Dadabhai Naoroji was appointed the leading professor of the Elphinstone Institution in the year 1860. Being an Athonan, he founded the Rahnumae Mazdayasne Sabha on 1st August 1851 to restore the Zoroastrian religion. In the year 1854, Naoroji found the fortnightly publication, the ‘Rast Goftar’ to clarify the Zoroastrian concepts. 

By the year 1855, Naoroji was the professor of mathematics and natural philosophy in Bombay. Thereafter he travelled to London in the year 1855 to become a partner in Cama & Co., and opened a Liverpool location for the first Indian company to be established in Britain. 

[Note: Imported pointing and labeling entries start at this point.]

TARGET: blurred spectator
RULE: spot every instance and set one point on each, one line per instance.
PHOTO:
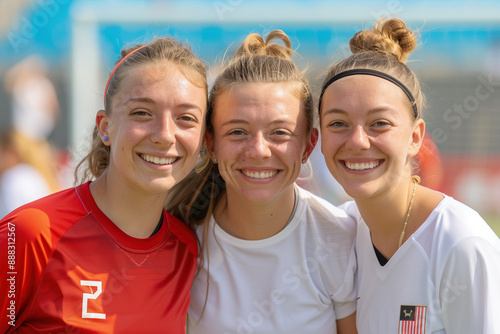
(430, 168)
(20, 183)
(35, 112)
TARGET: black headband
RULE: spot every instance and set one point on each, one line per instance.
(379, 74)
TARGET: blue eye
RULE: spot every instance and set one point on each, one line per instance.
(337, 124)
(188, 119)
(381, 123)
(140, 113)
(237, 133)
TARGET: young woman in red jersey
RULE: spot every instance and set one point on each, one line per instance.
(104, 257)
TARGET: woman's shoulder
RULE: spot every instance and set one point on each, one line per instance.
(46, 215)
(453, 223)
(321, 211)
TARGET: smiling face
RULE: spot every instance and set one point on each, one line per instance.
(260, 140)
(368, 134)
(155, 128)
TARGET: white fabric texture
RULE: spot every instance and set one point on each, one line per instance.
(298, 281)
(450, 265)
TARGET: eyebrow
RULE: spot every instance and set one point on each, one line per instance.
(151, 101)
(242, 121)
(371, 111)
(140, 99)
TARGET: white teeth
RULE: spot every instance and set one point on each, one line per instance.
(157, 160)
(362, 165)
(261, 175)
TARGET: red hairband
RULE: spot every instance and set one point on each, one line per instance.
(114, 70)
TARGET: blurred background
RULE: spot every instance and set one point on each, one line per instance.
(56, 55)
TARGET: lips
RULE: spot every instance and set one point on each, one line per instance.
(362, 165)
(158, 160)
(259, 175)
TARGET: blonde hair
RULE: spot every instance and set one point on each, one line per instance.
(165, 49)
(384, 48)
(256, 61)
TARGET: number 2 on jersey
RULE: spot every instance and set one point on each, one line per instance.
(86, 296)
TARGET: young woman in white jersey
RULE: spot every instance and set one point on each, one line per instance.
(427, 263)
(276, 259)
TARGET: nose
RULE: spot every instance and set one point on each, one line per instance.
(258, 147)
(358, 139)
(164, 129)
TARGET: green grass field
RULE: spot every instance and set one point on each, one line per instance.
(494, 222)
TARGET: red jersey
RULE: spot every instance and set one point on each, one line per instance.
(67, 268)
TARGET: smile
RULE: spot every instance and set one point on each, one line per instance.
(361, 165)
(259, 175)
(158, 160)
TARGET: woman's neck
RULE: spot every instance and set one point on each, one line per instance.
(135, 213)
(250, 221)
(385, 214)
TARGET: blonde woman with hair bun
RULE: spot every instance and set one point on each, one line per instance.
(426, 262)
(274, 257)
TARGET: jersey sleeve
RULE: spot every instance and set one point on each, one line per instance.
(469, 291)
(25, 248)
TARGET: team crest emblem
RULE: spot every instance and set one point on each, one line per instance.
(412, 319)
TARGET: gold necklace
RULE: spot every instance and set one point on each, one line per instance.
(416, 180)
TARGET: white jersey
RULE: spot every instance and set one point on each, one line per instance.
(300, 280)
(444, 279)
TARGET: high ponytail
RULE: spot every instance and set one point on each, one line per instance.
(385, 48)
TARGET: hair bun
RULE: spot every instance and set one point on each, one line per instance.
(388, 36)
(254, 44)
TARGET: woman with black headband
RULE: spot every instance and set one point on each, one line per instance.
(427, 263)
(105, 257)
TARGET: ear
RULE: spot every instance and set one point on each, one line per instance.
(209, 139)
(417, 137)
(310, 145)
(102, 123)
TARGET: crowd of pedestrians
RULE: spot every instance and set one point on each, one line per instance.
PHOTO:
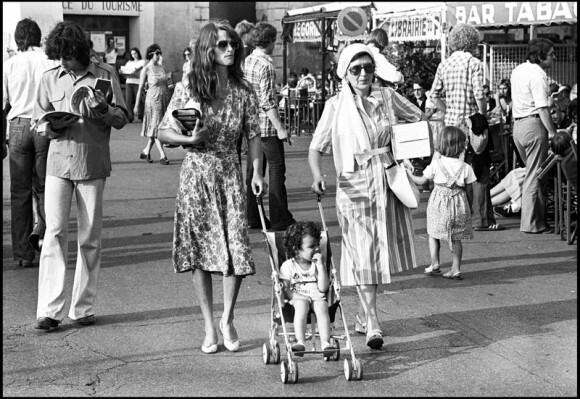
(229, 80)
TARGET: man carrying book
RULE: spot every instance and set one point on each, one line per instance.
(78, 164)
(28, 150)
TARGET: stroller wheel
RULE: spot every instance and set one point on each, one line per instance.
(357, 369)
(348, 370)
(276, 354)
(284, 372)
(336, 355)
(266, 353)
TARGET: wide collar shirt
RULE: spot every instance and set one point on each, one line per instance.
(82, 152)
(530, 90)
(21, 75)
(462, 87)
(260, 72)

However, he resigned on ethical grounds and established his own cotton trading company, Naoroji & Co. during that time; he travelled back and forth on business purposes between India and England during the year 1855 to 1876. 

He also became the professor of Gujarati in University College in London thereafter. In the year 1865, he along with W. C. Banerjee, founded the London India Society and became its president. He continued to remain its president until he returned to India. In 1861, he established the London Zoroastrian Association.

Dadabhai Naoroji

In the year 1867, Dadabhai Naoroji helped in establishing the East India Association, which was one of the predecessor organizations of the Indian National Congress. His aim was to put across the Indian point of view before the British public. 

The association thereby was successful in counter acting the propaganda by the Ethnological Society of London which in its 1866 session had tried to prove the Asians inferiority to Europeans. He was also a member of the Indian National Association which was founded by Surendranath Banerjee from Calcutta. 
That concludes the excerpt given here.